O Ministério Público de Minas Gerais (MPMG) denunciou nesta terça-feira (18) os três policiais mineiros e os outros quatro envolvidos no tiroteio com os policiais de São Paulo em Juiz de Fora, pelos crimes de latrocínio consumado, organização criminosa, lavagem de dinheiro e fraude processual.
O G1 e o MGTV estão solicitando posicionamento das defesas dos envolvidos.
A denúncia contém nove páginas, arrola 17 testemunhas e foi assinada pelos promotores Flávio Barra Rocha e Cleverson Raymundo Sbarzi Guedes, de Juiz de Fora e pelo promotor Luiz Felipe Miranda Cheib, do Grupo Atuação Especial de Combate ao Crime Organizado (Gaeco) do MP.
O MGTV e o G1 ainda não tiveram acesso à denúncia oferecida pelo Ministério Público contra os policiais e os executivos de São Paulo. O caso vai ser distribuído para uma das quatro varas criminais de Juiz de Fora.
No dia 19 de outubro, um tiroteio entre policiais de Minas Gerais e de São Paulo no estacionamento de um hospital de Juiz de Fora deixou o policial Rodrigo Francisco, de 37 anos, morto; dias depois, o empresário paulista Jerônimo da Silva Leal Júnior, de 42 anos, também faleceu em decorrência de ferimentos na troca de tiros.
Os policiais de Minas seguem presos na Casa de Custódia da Polícia Civil em Belo Horizonte.

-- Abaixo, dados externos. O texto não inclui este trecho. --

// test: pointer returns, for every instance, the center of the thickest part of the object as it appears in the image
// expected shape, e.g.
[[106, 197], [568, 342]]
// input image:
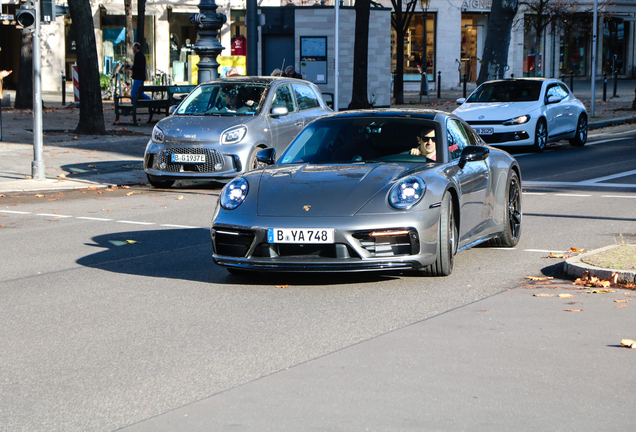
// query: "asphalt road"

Os policiais paulistas foram libertados após serem beneficiados por um habeas corpus do Superior Tribunal de Justiça (STJ).
Golpe planejado com antecedência
De acordo com os promotores, Marcelo Matola de Resende, Rafael Ramos dos Santos e Leonardo Soares Siqueira, policiais mineiros, se organizaram, desde o início de outubro, com empresário Antônio Vilela e os comparsas Sérgio Paulo Marques Guerra, Nivaldo Fialho da Cunha e o advogado Jorge Ponciano.
Sérgio Paulo Marques Guerra e Nivaldo Fialho da Cunha e o advogado Jorge Ponciano, estão foragidos com mandado de prisão em aberto.
Cada um tinha tarefas definidas para roubar o valor que estava com o empresário Jerônimo da Silva Leal Júnior, que realizava escolta particular dos empresários paulistas Flávio Guimarães, Mário Garcia Júnior e Roberto Uyvari Júnior. O MP disse que o policial Rodrigo Francisco atirou contra Jerônimo.
De acordo com a denúncia, consta no inquérito policial que os envolvidos, juntamente com Rodrigo Francisco, tentaram lavar R$ 56 mil em espécie proveniente de infrações praticadas anteriormente pelo grupo.
O grupo usou o ardil de misturar notas falsas com notas originais para totalizar o montante de R$ 14.673.300 que seriam repassadas às vítimas, “não se consumando o delito por circunstâncias alheias à vontade dos denunciados, consistente na atuação preventiva da escolta armada que conferiu a originalidade das notas e descobriu o golpe”.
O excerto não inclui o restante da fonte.